Gesù, per come lo intendiamo noi, non ha mai “confessato”, ma in questo incontro con la donna al pozzo sembra proprio esercitare il ministero della riconciliazione. La ascolta, la interpella, la corregge, la rende consapevole del suo stato, ma soprattutto le dona una speranza nuova di vita. Le ha annunciato la grande verità: Dio è Padre anche per te! Anche tu puoi adorarlo in spirito e verità. Anche tu puoi metterlo al centro della tua vita. L’incontro con Gesù fa riconoscere ed esprimere, per lei e per noi, la propria realtà con verità; è l’incontro con il perdono di Dio, con la sua misericordia, con la sua liberazione, con la sua salvezza. Quel pozzo di acqua viva non è il vecchio pozzo di Giacobbe, ma è Cristo stesso che diventa l’avvio per una vita nuova per la donna samaritana, ma anche per noi oggi.

San Paolo ci ricorda che “Mentre eravamo ancora peccatori, Cristo è morto per noi”: ecco l’atteggiamento accogliente e salvifico di Cristo verso la donna samaritana e verso ciascuno di noi. E noi? Qual è il nostro atteggiamento verso gli altri, le donne, gli stranieri, gli eretici, i peccatori, i conviventi… La Quaresima ci invita a fare un serio esame di coscienza ed eventualmente a modificare i nostri comportamenti, ispirandoci e uniformandoci a quelli di Cristo.
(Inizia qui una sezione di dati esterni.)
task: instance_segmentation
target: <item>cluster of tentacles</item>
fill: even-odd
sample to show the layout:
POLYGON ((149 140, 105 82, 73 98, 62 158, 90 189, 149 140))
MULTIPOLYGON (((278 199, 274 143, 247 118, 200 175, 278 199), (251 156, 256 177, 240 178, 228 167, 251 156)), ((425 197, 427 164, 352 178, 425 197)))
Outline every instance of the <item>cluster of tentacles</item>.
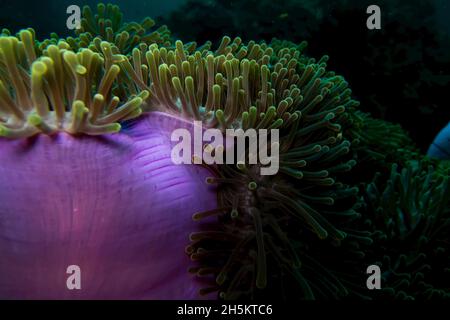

Gesù che aveva digiunato quaranta giorni, che aveva rifiutato la capanna proposta da Pietro, finalmente chiede acqua a una donna, ma poi non mangia e non beve! È solo un pretesto quello dell’acqua perché ancora una volta suo cibo è fare la volontà del Padre, suscitare la fede di quella donna. Una fede ancora in cammino, ma una fede come dono di Dio: “il grande dono della fede” (Prefazio), che nasce dall’ascolto, dallo stare con il Signore Gesù. Anche a noi la Quaresima chiede un confronto serio con il Signore. Se credo in lui sono reso giusto da lui. Se credo in lui vivo una grande speranza che non delude, avvolto dall’amore di Dio, che è già nel mio cuore per opera dello Spirito Santo (II Lettura).

La fede spegne, soddisfa la grande sete, la sete di infinito che c’è nel profondo dell’uomo e della donna; la fede spegne ogni altro desiderio, non perché lo soffoca, ma perché appaga pienamente e diventa in noi persino una sorgente di acqua viva e fresca come quella della nostre fonti di montagna che scaturisce sempre per noi e per tutti.